Da steht sie noch immer. Nach wochenlangem Heckenfeuer aus den eigenen Reihen. Nach drei Tagen, in denen sie wegen ihres Brexit-Kurses von Weggefährten persönlich attackiert wurde wie nie zuvor – als "Verräterin", als "Schande", als "gestört". Nach einer Rede ihres ärgsten Rivalen, der ihr vor 1500 johlenden Zuhörern die Fähigkeit absprach, das britische Volk angemessen zu vertreten. Theresa May steht da, als wäre nichts gewesen. Sie kann nicht anders.

In den nächsten Monaten wird es um alles oder nichts gehen. Für sie, für das Land. Auf diesem Parteitag der Konservativen leitet die britische Premierministerin die letzte Phase ein – im Ringen mit ihrer Partei und mit der EU.

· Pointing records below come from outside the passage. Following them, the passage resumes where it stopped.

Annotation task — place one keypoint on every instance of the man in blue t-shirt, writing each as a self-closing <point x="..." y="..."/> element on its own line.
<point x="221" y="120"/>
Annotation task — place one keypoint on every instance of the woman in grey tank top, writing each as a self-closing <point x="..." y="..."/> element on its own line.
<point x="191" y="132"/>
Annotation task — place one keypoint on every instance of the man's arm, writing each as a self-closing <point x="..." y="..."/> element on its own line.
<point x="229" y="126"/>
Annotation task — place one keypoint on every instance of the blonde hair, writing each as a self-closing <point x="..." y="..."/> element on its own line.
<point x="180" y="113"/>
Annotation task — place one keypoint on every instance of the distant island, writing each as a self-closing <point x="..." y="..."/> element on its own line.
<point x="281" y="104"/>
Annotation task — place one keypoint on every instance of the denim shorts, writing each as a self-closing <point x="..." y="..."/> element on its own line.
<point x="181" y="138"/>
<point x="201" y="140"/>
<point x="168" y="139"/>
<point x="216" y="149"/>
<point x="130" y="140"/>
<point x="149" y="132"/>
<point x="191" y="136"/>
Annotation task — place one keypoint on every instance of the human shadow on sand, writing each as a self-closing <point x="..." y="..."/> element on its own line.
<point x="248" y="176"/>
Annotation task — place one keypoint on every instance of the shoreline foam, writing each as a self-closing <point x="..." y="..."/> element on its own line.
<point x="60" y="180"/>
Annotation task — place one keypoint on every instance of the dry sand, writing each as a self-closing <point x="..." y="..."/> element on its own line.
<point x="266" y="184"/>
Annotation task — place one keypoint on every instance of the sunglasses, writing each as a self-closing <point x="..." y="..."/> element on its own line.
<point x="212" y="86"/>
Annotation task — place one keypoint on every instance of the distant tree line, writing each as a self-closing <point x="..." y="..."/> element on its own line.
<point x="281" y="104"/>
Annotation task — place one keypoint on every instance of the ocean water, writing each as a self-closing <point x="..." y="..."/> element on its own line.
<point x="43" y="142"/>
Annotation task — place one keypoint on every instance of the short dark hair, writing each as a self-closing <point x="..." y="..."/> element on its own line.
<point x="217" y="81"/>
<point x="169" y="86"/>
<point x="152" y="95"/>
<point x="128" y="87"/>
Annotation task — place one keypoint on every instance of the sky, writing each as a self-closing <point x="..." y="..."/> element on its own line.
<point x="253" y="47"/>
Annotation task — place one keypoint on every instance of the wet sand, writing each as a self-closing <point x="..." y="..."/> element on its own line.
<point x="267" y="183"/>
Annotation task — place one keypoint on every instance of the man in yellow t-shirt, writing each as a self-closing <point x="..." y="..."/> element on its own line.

Es ist kurz nach zwölf am Mittwoch dieser Woche, als May im Kongresszentrum von Birmingham vor ihre Partei tritt. Es ist zunächst ein ziemlich komischer Auftritt, weil sie zu den Klängen von Abbas "Dancing Queen" roboterhaft über die Bühne tanzt. Aber in ihrer Rede zeigt sie dann demonstratives Selbstbewusstsein.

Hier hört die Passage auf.